A mind-blowing version of “Midnight Rambler” started with Jagger in prime form on harmonica and included him falling to his knees in front of fans at the edge of the stage.
Richards and Wood postured face-to-face, playing seamlessly off one another as Jagger bopped and strutted with a level of energy that has not dissipated one bit in his 60 years fronting the band.
“Paint it Black” harkened the Stones’ trippy, psychedelic period with white lights flashing across the stark, smoky stage while overhead video screens depicted band members melting and blurring in ways that audience members who were teenagers in the ‘60s and ‘70s have likely seen before.
Flames made of lights flickered across the curtains at the rear of the stage as Jagger swaggered out in a black-sequined tailcoat at the first chords of “Sympathy for the Devil.”
Adding even more depth to the layered musical arrangement was one of the things that makes Jagger the quintessential front man — the innate ability to captivate his audience with decades-old lyrics as if singing them for the very first time.
To the delight of the crowd, Richards took a rare stroll out to the small platform jutting from the front of the stage and then smiled and shook his head watching Jagger sashay back and forth, pump his arms and shake a set of maracas while standing on the drum riser.

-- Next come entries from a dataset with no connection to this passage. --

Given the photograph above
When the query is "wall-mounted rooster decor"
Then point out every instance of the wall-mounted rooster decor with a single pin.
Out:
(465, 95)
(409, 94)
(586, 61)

After a false ending to the concert that fooled no one, the Stones returned for an encore of the haunting “Gimme Shelter.” In a turnabout from her usual onstage playfulness, back-up singer Sasha Allen joined Jagger for an impassioned, spine-tingling rendition of the dark and foreboding song Jagger once referred to as apocalyptic.
The Stones wrapped up the show on a lighter note, sharing laughs and bantering between themselves during what is perhaps their best-known hit, “(I Can’t Get No) Satisfaction.”